Risk factors: Sensitivity to regulatory developments and spectrum-related news. Global market sentiment and dollar strength may also impact FII flows in large-cap telecom.

Buy at: 2,090.20

Stop loss: 2,050.00

Target price: 2,163.00

Buy: Larsen & Toubro Ltd (L&T) — Current Price: 3,972.80

Why it’s recommended: L&T has resumed its uptrend after a brief consolidation near the 3,930- 3,950 support zone. The stock remains in a strong bullish phase with price action forming higher highs and higher lows. The RSI is trending upward around 64, and MACD has recently crossed above its signal line, indicating renewed momentum. L&T continues to benefit from strong order inflows and positive sentiment in the capital goods sector.

Key metrics:

RSI (14-day): ~64 — bullish momentum intact

MACD (12,26): Positive crossover

Support (stop loss): 3,938

Technical view: Holding above 3,938 keeps the bullish continuation valid, with short-term targets set around 4,022.
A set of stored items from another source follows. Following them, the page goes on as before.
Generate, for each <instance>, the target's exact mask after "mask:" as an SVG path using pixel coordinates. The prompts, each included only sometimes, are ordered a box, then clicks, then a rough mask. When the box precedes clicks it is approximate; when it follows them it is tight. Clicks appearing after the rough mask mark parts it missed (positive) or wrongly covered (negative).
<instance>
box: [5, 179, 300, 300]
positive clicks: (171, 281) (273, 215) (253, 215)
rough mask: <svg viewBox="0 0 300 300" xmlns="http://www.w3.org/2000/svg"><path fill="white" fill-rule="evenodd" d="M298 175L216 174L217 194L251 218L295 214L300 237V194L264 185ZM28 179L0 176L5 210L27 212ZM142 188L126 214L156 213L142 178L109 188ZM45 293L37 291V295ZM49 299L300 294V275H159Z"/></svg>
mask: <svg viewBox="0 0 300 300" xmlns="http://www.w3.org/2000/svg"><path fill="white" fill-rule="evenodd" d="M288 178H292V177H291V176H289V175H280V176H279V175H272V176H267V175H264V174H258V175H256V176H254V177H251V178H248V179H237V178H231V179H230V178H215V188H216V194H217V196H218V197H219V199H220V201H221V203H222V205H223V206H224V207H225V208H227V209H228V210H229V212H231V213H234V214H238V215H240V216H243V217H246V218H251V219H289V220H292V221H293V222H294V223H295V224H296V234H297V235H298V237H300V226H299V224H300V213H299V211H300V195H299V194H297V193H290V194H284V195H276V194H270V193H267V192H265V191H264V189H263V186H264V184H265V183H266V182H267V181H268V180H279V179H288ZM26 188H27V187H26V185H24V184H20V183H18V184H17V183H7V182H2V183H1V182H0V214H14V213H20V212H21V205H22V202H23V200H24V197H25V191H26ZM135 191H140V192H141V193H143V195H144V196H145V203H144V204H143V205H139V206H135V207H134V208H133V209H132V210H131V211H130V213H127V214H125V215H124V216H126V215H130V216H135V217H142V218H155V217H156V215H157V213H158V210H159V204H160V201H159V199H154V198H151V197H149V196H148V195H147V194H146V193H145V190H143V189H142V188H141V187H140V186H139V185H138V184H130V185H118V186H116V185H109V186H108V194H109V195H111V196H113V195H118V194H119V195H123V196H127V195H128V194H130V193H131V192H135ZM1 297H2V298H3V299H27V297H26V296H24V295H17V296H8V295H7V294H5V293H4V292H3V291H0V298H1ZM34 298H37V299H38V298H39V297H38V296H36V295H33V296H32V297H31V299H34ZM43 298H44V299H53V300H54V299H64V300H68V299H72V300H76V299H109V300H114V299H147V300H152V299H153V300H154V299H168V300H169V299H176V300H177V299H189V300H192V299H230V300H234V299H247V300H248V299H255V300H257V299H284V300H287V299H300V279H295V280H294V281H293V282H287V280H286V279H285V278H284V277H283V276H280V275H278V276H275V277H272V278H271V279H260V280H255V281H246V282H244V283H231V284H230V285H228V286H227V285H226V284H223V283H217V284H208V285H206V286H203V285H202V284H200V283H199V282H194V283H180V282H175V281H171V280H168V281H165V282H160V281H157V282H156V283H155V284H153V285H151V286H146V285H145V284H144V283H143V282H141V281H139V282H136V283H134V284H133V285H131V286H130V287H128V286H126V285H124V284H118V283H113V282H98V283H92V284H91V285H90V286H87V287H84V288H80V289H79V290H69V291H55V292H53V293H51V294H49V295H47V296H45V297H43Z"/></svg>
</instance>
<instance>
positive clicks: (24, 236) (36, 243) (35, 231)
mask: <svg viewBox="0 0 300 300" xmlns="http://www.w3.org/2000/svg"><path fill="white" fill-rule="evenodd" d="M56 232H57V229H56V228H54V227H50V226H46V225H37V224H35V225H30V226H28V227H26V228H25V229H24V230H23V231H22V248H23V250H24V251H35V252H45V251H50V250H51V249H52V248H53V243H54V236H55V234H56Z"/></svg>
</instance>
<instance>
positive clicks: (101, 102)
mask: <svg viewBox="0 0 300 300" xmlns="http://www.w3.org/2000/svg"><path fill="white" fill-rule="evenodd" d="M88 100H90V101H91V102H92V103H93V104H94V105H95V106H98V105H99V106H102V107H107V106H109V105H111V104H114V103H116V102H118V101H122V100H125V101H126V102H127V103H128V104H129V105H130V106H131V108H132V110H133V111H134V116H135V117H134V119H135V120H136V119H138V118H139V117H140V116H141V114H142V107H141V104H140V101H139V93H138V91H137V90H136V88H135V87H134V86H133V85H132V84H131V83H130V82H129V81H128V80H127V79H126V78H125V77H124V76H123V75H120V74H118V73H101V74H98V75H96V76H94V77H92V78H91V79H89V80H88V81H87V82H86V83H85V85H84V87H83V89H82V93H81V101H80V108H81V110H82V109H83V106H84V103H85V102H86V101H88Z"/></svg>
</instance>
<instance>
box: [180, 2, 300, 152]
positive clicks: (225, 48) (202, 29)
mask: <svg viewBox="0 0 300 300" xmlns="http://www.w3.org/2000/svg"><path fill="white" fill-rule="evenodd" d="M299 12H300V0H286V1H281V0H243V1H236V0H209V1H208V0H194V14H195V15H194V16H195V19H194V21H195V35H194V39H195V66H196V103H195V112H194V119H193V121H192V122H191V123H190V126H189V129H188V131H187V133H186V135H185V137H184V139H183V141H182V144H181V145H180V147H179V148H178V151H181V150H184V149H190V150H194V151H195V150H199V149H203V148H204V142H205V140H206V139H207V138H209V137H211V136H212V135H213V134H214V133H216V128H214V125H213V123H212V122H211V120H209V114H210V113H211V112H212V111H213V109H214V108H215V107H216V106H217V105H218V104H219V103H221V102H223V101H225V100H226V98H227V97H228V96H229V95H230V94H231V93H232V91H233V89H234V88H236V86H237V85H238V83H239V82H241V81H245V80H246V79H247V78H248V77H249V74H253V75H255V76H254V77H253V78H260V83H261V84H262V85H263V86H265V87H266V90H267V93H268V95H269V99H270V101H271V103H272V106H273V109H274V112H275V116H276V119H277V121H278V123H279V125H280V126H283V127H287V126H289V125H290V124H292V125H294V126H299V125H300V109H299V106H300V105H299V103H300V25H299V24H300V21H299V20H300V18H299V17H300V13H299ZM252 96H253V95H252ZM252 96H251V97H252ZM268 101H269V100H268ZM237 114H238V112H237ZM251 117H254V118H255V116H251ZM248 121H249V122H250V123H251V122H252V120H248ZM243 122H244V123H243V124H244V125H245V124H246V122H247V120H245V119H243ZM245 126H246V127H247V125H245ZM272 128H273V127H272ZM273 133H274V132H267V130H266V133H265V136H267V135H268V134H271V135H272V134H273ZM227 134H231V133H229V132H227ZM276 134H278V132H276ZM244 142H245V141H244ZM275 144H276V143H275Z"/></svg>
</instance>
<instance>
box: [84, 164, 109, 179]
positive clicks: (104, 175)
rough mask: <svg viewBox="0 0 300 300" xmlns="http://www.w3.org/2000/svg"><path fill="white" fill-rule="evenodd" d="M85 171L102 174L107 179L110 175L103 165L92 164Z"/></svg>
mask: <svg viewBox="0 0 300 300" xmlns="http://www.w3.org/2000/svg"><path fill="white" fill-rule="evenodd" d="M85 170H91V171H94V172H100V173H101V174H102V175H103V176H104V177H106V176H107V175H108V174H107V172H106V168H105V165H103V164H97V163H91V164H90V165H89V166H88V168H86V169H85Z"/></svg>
Risk factors: Sensitive to macro data on infrastructure spending, project execution risks, and global risk sentiment

Buy at: 3,972.80

Stop loss: 3,938.00

Target price: 4,022.00

Buy: Vedanta Ltd — Current Price: 502.45

Why it’s recommended: Vedanta continues to build on its recent recovery, with strong price action supported by rising momentum indicators. The RSI at 66 confirms strong bullish sentiment, and the MACD remains above the zero line, reinforcing the underlying uptrend. With commodities and metals showing relative strength, the stock is positioned to test the 512 level in the near term.

Key metrics:

RSI (14-day): ~66 — strong bullish momentum

MACD (12,26): Remains in positive territory

Support (stop loss): 497

Technical view: A sustained move above 500 keeps the uptrend intact, with immediate upside potential toward 512.

Risk factors: Exposure to global metal and energy prices; regulatory or dividend-related volatility can influence short-term moves

Buy at: 502.45

Stop loss: 497.00

Target price: 512.00

Ankush Bajaj is a Sebi-registered research analyst. His registration number is INH000010441. Investments in securities are subject to market risks. Read all the related documents carefully before investing.

Raja Venkatraman is co-founder, NeoTrader. His Sebi-registered research analyst registration no. is INH000016223.

MarketSmith India is a stock research platform and advisory service focused on the Indian stock market. Trade name: William O’Neil IndiaPvt. Ltd. Sebi Registration No.: INH000015543

Investments in securities are subject to market risks. Read all the related documents carefully before investing. Registration granted by Sebi and certification from NISM in no way guarantee performance of the intermediary or provide any assurance of returns to investors.

Disclaimer: The views and recommendations given in this article are those of individual analysts. These do not represent the views of Mint. We advise investors to check with certified experts before making any investment decisions.